In a report out today, the Engineering Employers Federation said that between April and June this year engineering companies accounted for 17% of the money levied by the Treausry.
EEF director general Martin Temple said: ‘Our figures prove the government was wrong when saying the levy would not impact on competitiveness, when in reality it is imposing an ever greater burden on manufacturing at a time when it is already in recession.’
Temple said the gross increase in costs to the engineering sector would be £174m per annum, but would probably rise as high as £200m. After reductions in national insurance are taken into account, the net increase in costs is likely to exceed £100m.
The EEF’s opposition to the levy is nothing new. It has stood shoulder-to-shoulder with the Confederation of British Industry president Digby Jones in condemning the climate tax on business use of energy.
But deputy prime minister John Prescott today warned the costs of ignoring climate change would be far greater.

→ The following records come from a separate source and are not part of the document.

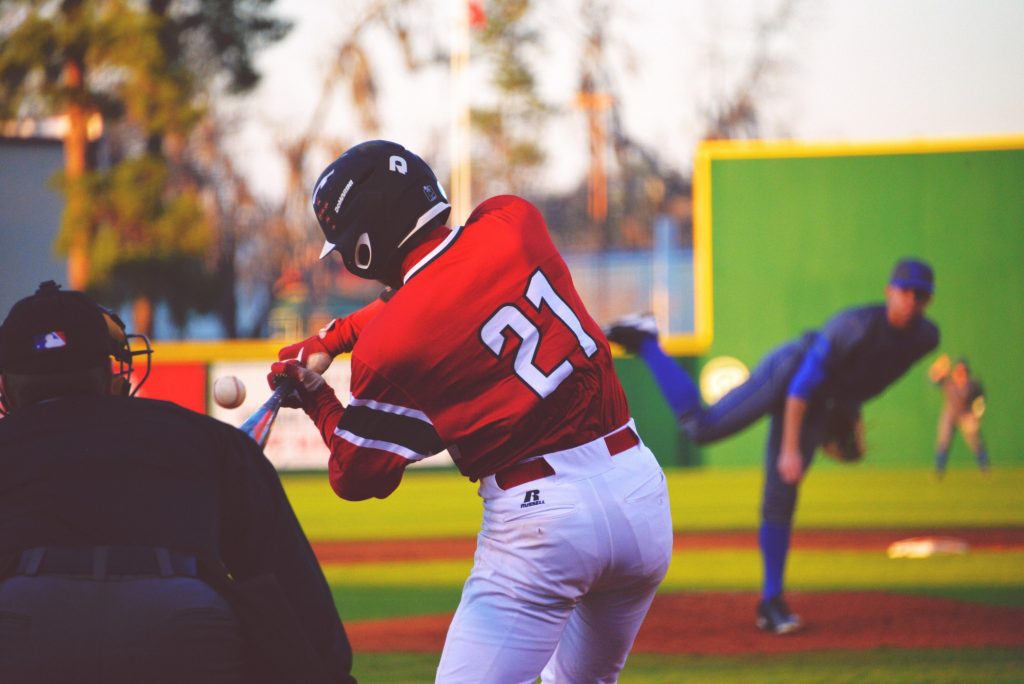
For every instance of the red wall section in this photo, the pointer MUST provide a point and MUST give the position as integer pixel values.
(182, 383)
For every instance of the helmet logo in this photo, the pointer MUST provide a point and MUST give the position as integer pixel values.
(398, 164)
(341, 199)
(363, 253)
(322, 183)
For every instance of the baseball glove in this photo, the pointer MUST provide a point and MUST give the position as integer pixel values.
(844, 431)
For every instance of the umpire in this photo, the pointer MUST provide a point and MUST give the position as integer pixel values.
(140, 542)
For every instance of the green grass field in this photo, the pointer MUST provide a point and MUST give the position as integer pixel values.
(441, 504)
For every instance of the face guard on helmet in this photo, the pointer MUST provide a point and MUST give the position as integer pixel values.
(51, 341)
(373, 204)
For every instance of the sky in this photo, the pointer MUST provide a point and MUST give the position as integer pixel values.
(848, 71)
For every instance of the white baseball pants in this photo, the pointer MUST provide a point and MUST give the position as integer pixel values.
(565, 569)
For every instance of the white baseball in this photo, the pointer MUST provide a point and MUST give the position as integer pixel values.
(228, 392)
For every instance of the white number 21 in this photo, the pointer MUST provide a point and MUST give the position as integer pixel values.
(538, 292)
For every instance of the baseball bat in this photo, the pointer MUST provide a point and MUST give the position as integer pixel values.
(258, 425)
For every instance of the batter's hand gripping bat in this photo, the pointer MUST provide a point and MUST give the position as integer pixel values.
(258, 425)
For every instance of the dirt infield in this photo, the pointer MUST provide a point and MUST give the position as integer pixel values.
(462, 548)
(722, 623)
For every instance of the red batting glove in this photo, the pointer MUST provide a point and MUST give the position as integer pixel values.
(337, 337)
(306, 382)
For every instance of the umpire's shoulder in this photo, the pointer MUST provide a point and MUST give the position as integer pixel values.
(168, 412)
(509, 208)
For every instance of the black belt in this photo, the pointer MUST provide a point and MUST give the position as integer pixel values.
(527, 471)
(107, 561)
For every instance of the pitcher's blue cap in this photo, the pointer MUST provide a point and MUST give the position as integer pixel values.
(913, 274)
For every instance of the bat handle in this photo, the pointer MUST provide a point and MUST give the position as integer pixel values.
(258, 425)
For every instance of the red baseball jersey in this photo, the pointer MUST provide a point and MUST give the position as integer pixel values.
(485, 350)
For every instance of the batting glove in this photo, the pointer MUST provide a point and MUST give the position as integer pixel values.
(306, 382)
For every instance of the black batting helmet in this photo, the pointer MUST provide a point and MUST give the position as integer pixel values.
(371, 202)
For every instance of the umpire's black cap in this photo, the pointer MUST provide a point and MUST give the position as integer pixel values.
(55, 331)
(913, 274)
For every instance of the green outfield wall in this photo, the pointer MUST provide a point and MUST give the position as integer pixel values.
(793, 233)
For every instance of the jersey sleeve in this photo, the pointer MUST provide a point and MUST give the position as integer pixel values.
(833, 343)
(378, 434)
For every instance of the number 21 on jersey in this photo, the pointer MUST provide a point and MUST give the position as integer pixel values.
(539, 292)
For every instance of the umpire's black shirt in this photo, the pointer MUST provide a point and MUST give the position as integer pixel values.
(117, 471)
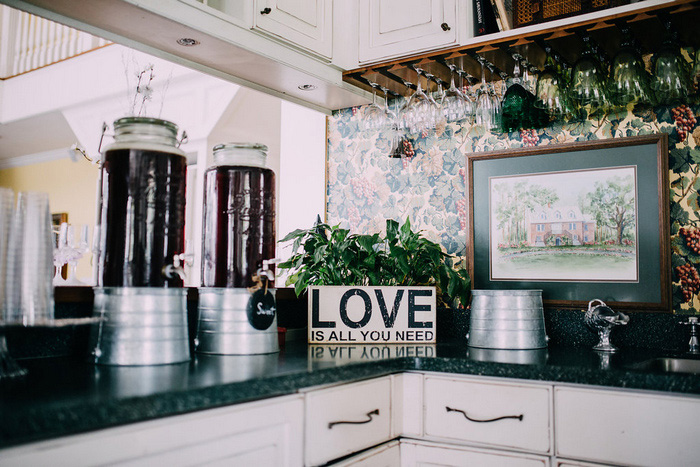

‘The consequences [of climate change] are quite considerable for our industrial base and for our present society,’ he told BBC Radio 4’s Today programme. As part of its report, the EEF suggested alternatives to the levy put forward by consultants Oxford Economic Forecasting. Its most favoured solution is for the government to reduce the levy, abolish national insurance reductions and channel all the revenue raised into incentives to invest in energy-saving equipment.
‘Our alternative proposals are giving the government a win-win situation by achieving a balance between reducing carbon emissions and promoting growth in employment and output,’ said Temple. ‘They provide a basis for a fairer and more effective levy with the carrot equal to the size of the stick.’